Ty Segall — Mr. Face EP

No sabemos si Ty Segall publicará o no un nuevo disco en 2015 — aunque lo más probable es que sí, e incluso más de uno — , pero él ya ha decidido curarse en salud: Mr. Face (Famous Class, 2015) es el enésimo EP de Segall, a sumar a su ya larguísima lista de trabajos de todos los colores, desde LP’s hasta colaboraciones con un millar de artistas de distinto calado.

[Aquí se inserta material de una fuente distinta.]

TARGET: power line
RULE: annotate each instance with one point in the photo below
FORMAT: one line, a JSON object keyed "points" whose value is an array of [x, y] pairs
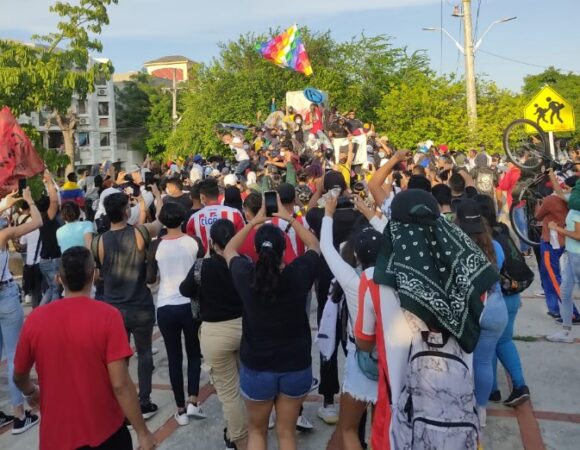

En un puñado de años ha amontonado discos y discos en su fondo de armario de tal modo que dentro de diez años cualquier ser humano racional que trate de acercarse a su obra saldrá espantado por la puerta de atrás. Pero las preocupaciones sobre el futuro jamás han parecido ser un tema central en su música ni en su forma de afrontar su carrera, de modo que Segall continúa a su bola, haciendo, básicamente, lo de siempre.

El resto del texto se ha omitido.